WASHINGTON - Shorter, more intense courses of radiation treatment work just as well as more drawn-out therapy for early-stage breast cancer patients, researchers reported.

The treatments took only one to three weeks, as opposed to five to seven weeks for standard therapy, two teams of researchers told a meeting of the American Society for Therapeutic Radiology and Oncology in Boston on Monday.

Canadian researchers tested the approach, called accelerated hypofractionated whole breast irradiation, in 1,200 women randomly assigned to either accelerated radiation treatment or standard therapy between 1993 and 1996.

The alternative approach requires three weeks of daily, 15-minute visits compared to five weeks of standard therapy and cost two-thirds as much.

After 10 to 12 years, cancer had returned in 6.2 percent of patients treated with accelerated radiation therapy, compared to 6.7 percent of patients given standard therapy.

"We were surprised that the risk of local recurrence and side effects for women treated with accelerated whole breast irradiation was so low even at 12 years," said Dr. Timothy Whelan of McMaster University in Hamilton, Ontario, who led the study.

Many women with breast cancer that has not spread far can have what is known as a lumpectomy, to take out only the tumor and surrounding tissue and save most of the breast.

This is usually followed by a course of daily radiation therapy to kill any cancer cells that may remain.

The study affirms British findings published in March.

In a second study presented at the meeting, Dr. Peter Beitsch and colleagues at Medical City Dallas Hospital in Texas tested an approach called accelerated partial breast irradiation.

It uses little radioactive "seeds" implanted in the region after a tumor has been removed. It worked as well as standard radiation among 400 women followed for four years.

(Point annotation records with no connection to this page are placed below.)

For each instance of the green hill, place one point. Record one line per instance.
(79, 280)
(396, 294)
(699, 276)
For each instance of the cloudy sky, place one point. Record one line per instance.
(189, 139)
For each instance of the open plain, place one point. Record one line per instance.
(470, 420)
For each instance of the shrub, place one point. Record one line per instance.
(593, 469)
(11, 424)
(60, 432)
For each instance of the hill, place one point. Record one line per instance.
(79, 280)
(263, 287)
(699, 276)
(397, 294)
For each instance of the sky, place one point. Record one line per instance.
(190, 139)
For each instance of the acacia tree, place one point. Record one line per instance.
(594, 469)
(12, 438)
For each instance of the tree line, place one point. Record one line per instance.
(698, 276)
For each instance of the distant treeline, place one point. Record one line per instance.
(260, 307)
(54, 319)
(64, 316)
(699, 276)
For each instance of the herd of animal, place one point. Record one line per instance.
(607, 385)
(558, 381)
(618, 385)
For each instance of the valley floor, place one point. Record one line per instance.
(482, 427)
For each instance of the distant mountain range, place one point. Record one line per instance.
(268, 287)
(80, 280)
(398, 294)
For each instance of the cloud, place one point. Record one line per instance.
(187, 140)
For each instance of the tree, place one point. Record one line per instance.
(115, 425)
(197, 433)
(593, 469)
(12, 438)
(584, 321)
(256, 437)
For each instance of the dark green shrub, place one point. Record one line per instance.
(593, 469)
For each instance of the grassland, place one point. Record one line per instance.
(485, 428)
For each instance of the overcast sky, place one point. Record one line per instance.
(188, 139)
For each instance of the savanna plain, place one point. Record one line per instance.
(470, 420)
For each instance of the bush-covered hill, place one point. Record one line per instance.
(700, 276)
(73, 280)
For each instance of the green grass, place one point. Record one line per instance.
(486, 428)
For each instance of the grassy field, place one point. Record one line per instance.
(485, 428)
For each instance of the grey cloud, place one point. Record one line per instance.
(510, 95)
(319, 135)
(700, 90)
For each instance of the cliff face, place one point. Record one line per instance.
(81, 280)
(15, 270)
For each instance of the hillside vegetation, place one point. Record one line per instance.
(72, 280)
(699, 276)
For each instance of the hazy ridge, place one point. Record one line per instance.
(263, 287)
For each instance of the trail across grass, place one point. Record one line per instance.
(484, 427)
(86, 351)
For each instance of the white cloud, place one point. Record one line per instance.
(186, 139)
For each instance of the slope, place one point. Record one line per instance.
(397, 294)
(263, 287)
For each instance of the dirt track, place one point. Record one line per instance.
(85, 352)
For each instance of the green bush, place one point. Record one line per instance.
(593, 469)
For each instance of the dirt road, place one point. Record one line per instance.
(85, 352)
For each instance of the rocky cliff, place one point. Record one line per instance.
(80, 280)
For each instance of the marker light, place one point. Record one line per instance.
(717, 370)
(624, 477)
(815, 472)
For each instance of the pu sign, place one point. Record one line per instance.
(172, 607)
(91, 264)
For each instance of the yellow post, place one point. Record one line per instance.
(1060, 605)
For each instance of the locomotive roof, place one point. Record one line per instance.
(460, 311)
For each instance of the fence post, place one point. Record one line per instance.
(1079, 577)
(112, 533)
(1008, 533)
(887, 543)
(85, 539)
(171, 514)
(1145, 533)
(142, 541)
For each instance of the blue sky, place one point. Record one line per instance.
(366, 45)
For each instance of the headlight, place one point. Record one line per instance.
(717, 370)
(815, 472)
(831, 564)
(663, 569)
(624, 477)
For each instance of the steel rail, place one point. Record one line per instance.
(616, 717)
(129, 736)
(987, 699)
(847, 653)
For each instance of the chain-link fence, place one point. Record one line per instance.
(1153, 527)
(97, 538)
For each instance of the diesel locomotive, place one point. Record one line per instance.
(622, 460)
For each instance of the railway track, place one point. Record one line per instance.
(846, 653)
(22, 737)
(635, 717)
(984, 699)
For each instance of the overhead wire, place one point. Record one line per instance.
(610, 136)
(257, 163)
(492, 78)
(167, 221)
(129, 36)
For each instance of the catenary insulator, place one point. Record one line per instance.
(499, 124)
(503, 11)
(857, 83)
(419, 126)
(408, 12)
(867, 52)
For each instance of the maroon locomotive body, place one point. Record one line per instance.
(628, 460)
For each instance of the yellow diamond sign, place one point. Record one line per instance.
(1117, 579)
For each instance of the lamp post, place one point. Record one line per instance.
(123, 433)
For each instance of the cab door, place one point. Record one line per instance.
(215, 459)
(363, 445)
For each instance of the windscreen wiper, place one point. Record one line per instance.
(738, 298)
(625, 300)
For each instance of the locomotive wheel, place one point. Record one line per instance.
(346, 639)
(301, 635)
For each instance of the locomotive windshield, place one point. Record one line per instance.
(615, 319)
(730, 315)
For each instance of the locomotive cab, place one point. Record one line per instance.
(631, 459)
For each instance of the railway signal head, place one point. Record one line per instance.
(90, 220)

"Not only does it make radiation treatment much more convenient, it may actually increase the rate of breast conservation, since some women choose mastectomy because they live too far from a radiation center and cannot afford the time and expense of six to seven weeks of living or traveling to the center," Beitsch said in a statement.

Breast cancer is the leading cause of cancer death among women worldwide, according to the American Cancer Society, which estimated that about 465,000 women died from it globally in 2007.